第二十二話「普通の宿泊研修」
オリエンテーション。
そう言う名称だが、入学後の説明ではない。
1年生の親睦を深める宿泊研修だった。
青年の家と称する施設に軟禁され、睡眠という人間が最も無防備になる状態を、赤の他人と晒すという恐怖のイベントである。
部屋割りはある程度自由に組ませてもらえたのが救いだった。
朝倉さくら、高梨香菜、間宮真美、そして私、結城雪だ。
間宮真美、ずっと無口で班分けでどこにも入ろうとしないので引き受けたが…。
何を話しかけても反応が薄い。
ずっと本を読んでいる。
この人大丈夫だろうか?
…いや私も似たようなものか。
「ねー、ベッドどれにする?アタシ上がいい!」
割り当てられた部屋の2台の二段ベッドを目の前にして高梨パクチーがはしゃいでいる。
パクチーは最近打ち解けてきた。
どうやら直感的に思ったことを、考えずにしゃべってしまうことで過去に友人に誤解を与えたことがトラウマで、直感的によく考えて心にもないことを言ってしまうという最悪な拗らせ方をしていたらしい。

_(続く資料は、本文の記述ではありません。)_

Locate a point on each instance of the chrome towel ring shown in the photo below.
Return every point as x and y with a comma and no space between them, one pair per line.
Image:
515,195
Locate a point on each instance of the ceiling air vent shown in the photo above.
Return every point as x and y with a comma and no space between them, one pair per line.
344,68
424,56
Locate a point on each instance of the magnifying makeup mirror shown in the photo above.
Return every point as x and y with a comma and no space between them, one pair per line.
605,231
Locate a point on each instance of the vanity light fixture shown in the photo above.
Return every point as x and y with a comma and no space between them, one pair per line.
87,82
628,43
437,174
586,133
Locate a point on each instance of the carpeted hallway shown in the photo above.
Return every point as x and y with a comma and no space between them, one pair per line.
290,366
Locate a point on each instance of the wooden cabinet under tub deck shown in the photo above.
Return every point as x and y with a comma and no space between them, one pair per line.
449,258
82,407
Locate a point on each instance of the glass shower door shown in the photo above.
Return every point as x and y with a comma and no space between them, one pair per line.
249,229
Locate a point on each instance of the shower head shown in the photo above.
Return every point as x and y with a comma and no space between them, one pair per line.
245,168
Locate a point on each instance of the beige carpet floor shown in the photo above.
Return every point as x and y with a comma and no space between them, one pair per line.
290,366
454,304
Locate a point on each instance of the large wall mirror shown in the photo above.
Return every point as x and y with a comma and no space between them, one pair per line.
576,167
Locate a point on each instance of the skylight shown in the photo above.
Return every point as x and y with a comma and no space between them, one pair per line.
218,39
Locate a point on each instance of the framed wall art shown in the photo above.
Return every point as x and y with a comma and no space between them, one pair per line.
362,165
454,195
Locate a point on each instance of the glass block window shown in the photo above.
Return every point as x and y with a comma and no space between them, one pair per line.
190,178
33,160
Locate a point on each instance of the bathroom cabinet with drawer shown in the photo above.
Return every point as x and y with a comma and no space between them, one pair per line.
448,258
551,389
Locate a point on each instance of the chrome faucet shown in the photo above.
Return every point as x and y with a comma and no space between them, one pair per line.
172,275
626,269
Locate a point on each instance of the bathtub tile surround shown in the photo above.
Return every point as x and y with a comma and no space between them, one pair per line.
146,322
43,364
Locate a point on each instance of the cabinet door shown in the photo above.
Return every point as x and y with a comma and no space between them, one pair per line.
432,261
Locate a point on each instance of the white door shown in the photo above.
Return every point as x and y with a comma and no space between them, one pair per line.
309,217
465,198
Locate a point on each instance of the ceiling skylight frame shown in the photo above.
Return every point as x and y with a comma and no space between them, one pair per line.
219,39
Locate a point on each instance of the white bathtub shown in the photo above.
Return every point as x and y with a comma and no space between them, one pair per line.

私や朝倉が心を許せる存在だと分かった瞬間、ものすごくお喋りになった…が、喋り方がほとんど小学生のような感じだった。
朝倉とパクチーなら、寝込みを襲われる心配もない。
この間宮も、読書以外興味なさそうだし…。
セキュリティレベルを下げて睡眠レベルは上げても問題なさそうだ。
と油断したのが間違いだった。
「怪談話ししませんか?」
消灯時刻を過ぎてから間宮の声がした。
「やめて!」
朝倉が即答する。
朝倉は自分が理解できないものはとにかく嫌だ、というタイプなのは1ヶ月の付き合いでよく分かった。
探偵とかやってると、怪奇現象とかは排除したい思考回路になるのだろうか。
「うーん…アタシはいいけど…さくらっちが…。」
パクチーも乗り気ではない。
「じゃぁ私が…。」
とっておきの怪談話をした。
全員青ざめていた。
「恐ろしいけど、思っていたのと違う。」
間宮は私の狙い通りに興醒めしたという感じだった。
「…怖いね…普通に。」
「ヤバくね?」
朝倉とパクチーはドン引きしていた。
怪談と称して何を話したのかって?
畳に敷き詰められたUTPと畳に転がる聴診器の話である。